The Linux kernel.task_delayacct sysctl and why you might care about it

March 22, 2024

If you run a recent enough version of iotop on a typical Linux system, it may nag at you to the effect of:

CONFIG_TASK_DELAY_ACCT and kernel.task_delayacct sysctl not enabled in kernel, cannot determine SWAPIN and IO %

You might wonder whether you should turn on this sysctl, how much you care, and why it was defaulted to being disabled in the first place.

This sysctl enables (Task) Delay accounting, which tracks things like how long things wait for the CPU or wait for their IO to complete on a per-task basis (which in Linux means 'thread', more or less). General system information will provide you an overall measure of this in things like 'iowait%' and pressure stall information, but those are aggregates; you may be interested in known things like how much specific processes are being delayed or are waiting for IO.

(Also, overall system iowait% is a conservative measure and won't give you a completely accurate picture of how much processes are waiting for IO. You can get per-cgroup pressure stall information, which in some cases can come close to a per-process number.)

In the context of iotop specifically, the major thing you will miss is 'IO %', which is the percent of the time that a particular process is waiting for IO. Task delay accounting can give you information about per-process (or task) run queue latency but I don't know if there are any tools similar to iotop that will give you this information. There is a program in the kernel source, tools/accounting/getdelays.c, that will dump the raw information on a one-time basis (and in some versions, compute averages for you, which may be informative). The (current) task delay accounting information you can theoretically get is documented in comments in include/uapi/linux/taskstats.h, or this version in the documentation.
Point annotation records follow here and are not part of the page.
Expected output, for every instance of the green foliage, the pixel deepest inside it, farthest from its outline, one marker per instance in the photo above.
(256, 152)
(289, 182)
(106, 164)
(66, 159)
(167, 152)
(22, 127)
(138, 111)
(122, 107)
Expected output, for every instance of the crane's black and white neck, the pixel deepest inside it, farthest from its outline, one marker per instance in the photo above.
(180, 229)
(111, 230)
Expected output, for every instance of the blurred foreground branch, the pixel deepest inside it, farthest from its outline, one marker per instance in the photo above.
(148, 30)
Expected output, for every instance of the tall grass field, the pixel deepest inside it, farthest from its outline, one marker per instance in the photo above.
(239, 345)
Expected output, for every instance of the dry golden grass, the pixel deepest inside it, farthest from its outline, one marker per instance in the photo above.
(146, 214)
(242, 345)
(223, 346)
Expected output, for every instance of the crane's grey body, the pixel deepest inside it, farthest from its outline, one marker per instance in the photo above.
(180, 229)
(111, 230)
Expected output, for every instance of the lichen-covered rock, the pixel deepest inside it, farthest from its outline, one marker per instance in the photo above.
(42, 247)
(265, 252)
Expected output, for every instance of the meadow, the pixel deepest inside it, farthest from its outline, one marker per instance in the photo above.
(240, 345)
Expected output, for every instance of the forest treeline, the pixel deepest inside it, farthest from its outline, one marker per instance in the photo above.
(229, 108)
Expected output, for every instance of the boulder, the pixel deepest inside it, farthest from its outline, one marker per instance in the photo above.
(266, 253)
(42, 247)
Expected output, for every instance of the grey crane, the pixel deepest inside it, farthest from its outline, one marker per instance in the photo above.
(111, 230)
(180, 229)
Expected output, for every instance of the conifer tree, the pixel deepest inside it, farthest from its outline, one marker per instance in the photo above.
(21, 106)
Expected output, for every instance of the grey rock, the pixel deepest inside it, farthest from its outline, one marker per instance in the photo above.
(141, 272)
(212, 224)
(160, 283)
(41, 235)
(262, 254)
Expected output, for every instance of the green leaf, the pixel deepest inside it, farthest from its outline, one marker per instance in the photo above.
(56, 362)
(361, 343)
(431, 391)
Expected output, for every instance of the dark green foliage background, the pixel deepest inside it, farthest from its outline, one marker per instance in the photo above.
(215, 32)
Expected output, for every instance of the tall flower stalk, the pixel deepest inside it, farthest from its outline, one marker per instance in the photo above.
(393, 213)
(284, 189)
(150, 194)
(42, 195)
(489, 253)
You may also want to look at include/linux/delayacct.h, which I think is the kernel internal version that tracks this information.
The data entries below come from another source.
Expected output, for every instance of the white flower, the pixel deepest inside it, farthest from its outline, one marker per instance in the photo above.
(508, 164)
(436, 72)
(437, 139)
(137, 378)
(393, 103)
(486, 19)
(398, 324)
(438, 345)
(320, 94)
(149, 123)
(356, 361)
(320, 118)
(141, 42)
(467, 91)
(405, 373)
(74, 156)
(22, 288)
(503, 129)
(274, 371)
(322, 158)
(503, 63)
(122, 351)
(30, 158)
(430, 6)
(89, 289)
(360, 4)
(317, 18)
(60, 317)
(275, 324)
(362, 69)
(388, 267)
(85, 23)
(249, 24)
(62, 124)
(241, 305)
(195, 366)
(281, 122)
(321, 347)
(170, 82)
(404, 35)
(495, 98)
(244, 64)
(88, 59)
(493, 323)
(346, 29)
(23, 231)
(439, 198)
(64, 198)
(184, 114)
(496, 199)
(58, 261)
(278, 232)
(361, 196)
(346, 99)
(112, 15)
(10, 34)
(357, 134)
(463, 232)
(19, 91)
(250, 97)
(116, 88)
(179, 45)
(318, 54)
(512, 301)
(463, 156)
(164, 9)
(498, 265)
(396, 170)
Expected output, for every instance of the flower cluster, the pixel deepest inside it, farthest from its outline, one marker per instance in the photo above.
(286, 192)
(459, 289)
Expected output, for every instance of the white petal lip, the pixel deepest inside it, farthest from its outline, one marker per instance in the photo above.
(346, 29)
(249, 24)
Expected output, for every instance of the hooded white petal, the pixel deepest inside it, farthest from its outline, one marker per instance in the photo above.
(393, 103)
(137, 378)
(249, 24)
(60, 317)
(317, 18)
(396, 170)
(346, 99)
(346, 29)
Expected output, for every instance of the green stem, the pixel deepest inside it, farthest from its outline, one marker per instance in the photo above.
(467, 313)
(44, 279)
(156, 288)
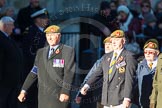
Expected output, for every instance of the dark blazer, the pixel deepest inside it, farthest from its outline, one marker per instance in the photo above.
(52, 80)
(11, 62)
(120, 84)
(23, 18)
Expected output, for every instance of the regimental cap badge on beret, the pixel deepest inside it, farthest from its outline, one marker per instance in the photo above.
(107, 40)
(52, 29)
(117, 34)
(151, 43)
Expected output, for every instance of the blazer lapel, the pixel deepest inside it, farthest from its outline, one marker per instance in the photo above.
(114, 68)
(57, 51)
(45, 54)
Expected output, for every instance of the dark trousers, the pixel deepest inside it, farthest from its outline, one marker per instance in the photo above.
(8, 97)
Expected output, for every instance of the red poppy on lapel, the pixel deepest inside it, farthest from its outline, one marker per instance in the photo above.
(57, 51)
(108, 59)
(120, 59)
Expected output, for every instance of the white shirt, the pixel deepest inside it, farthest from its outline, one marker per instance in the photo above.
(51, 51)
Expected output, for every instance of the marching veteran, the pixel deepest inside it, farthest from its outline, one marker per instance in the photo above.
(118, 70)
(54, 68)
(146, 70)
(156, 95)
(98, 90)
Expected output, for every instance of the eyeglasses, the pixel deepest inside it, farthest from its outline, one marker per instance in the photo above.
(145, 6)
(149, 52)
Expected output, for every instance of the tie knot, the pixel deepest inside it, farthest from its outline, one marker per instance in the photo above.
(115, 54)
(150, 65)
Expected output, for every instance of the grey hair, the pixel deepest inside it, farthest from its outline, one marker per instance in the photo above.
(6, 20)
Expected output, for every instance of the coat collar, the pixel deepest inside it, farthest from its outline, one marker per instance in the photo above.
(123, 53)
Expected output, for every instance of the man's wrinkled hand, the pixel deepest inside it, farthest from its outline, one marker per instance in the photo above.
(84, 90)
(22, 97)
(64, 97)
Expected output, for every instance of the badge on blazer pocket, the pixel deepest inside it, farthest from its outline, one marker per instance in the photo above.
(122, 69)
(58, 63)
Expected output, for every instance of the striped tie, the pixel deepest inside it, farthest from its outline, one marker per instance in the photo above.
(51, 52)
(113, 61)
(150, 65)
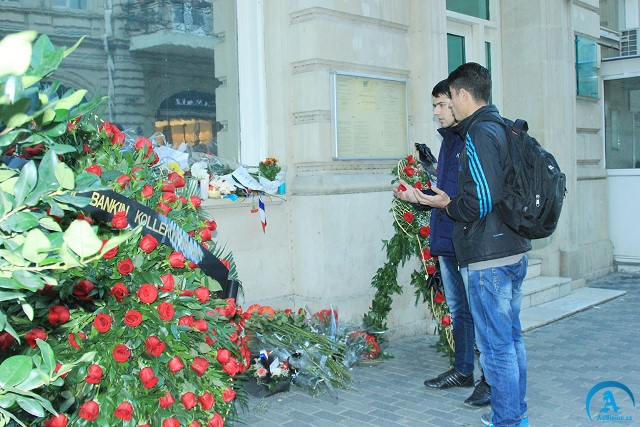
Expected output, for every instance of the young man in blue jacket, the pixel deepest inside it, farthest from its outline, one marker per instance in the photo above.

(You may need the version of getdelays.c from your kernel's source tree, as the current version may not be backward compatible to your kernel. This typically comes up as compile errors, which are at least obvious.)
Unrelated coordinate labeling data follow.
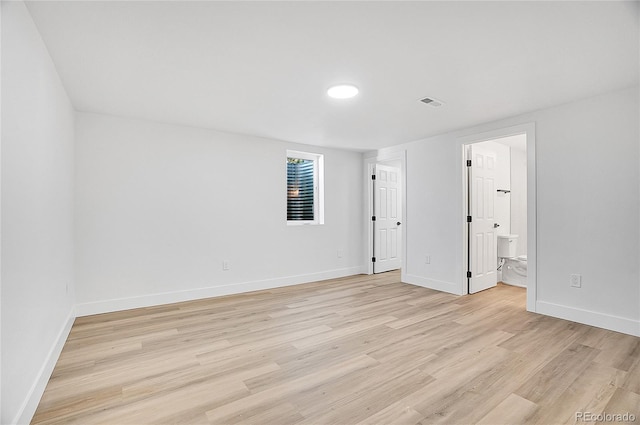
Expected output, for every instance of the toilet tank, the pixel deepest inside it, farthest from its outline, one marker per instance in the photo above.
(507, 245)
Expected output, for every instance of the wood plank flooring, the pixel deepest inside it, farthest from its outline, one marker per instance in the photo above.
(357, 350)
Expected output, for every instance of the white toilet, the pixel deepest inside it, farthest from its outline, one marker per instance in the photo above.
(514, 268)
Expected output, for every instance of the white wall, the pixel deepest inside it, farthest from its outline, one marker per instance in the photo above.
(587, 185)
(37, 215)
(503, 181)
(159, 207)
(518, 197)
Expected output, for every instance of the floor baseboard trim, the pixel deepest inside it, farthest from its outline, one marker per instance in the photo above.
(587, 317)
(30, 404)
(437, 285)
(108, 306)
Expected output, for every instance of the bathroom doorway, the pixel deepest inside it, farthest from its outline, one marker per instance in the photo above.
(499, 210)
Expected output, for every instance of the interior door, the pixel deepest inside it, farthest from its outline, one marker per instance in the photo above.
(387, 237)
(482, 233)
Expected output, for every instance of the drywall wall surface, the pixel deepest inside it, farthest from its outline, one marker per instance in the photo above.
(587, 186)
(37, 214)
(518, 197)
(161, 207)
(502, 177)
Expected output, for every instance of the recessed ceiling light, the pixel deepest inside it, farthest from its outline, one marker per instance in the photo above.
(342, 91)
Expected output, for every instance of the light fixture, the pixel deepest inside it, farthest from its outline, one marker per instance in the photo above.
(342, 91)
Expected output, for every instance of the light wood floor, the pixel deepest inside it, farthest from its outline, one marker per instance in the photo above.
(358, 350)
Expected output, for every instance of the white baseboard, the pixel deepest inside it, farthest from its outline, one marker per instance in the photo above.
(119, 304)
(587, 317)
(30, 404)
(437, 285)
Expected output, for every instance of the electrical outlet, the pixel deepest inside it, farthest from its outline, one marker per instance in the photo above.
(575, 280)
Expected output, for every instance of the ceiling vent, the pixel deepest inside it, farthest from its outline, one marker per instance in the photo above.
(432, 102)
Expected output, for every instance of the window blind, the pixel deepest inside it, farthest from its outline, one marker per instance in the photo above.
(300, 189)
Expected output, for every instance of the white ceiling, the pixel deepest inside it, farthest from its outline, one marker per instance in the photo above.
(262, 68)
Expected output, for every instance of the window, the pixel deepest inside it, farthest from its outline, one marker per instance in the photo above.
(305, 188)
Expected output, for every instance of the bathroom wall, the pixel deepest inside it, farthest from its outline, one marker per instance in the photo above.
(503, 181)
(519, 194)
(600, 133)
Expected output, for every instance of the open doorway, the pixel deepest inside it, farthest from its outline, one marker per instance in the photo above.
(499, 209)
(385, 221)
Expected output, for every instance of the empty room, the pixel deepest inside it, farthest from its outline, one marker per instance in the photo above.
(319, 212)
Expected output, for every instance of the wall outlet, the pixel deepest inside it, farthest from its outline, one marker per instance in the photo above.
(575, 280)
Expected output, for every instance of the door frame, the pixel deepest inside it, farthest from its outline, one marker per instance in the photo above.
(369, 163)
(532, 236)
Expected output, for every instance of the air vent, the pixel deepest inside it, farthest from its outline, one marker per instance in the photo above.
(432, 102)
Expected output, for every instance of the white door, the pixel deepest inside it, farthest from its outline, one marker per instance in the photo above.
(387, 237)
(482, 233)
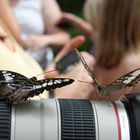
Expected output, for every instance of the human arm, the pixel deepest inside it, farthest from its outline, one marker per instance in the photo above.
(9, 19)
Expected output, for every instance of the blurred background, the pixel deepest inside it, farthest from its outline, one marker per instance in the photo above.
(76, 7)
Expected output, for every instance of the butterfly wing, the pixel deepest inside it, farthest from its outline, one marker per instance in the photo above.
(128, 80)
(10, 76)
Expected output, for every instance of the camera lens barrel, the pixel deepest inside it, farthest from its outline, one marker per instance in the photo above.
(5, 121)
(65, 119)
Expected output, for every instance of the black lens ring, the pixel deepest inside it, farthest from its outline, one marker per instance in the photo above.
(77, 120)
(5, 120)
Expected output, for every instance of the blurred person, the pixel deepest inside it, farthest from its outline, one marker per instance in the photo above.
(7, 16)
(39, 33)
(14, 58)
(117, 53)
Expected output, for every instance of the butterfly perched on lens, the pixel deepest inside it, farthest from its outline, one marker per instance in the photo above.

How you can access this information yourself is sort of covered in Per-task statistics interface, but in practice you'll want to read the source code of getdelays.c or the Python source code of iotop. If you specifically want to track how long a task spends delaying for IO, there is also a field for it in /proc/<pid>/stat; per proc(5), field 42 is delayacct_blkio_ticks. As far as I can tell from the kernel source, this is the same information that the netlink interface will provide, although it only has the total time waiting for 'block' (filesystem) IO and doesn't have the count of block IO operations.

Task delay accounting can theoretically be requested on a per-cgroup basis (as I saw in a previous entry on where the Linux load average comes from), but in practice this only works for cgroup v1. This (task) delay accounting has never been added to cgroup v2, which may be a sign that the whole feature is a bit neglected. I couldn't find much to say why delay accounting was changed (in 2021) to default to being off. The commit that made this change seems to imply it was defaulted to off on the assumption that it wasn't used much. Also see this kernel mailing list message and this reddit thread.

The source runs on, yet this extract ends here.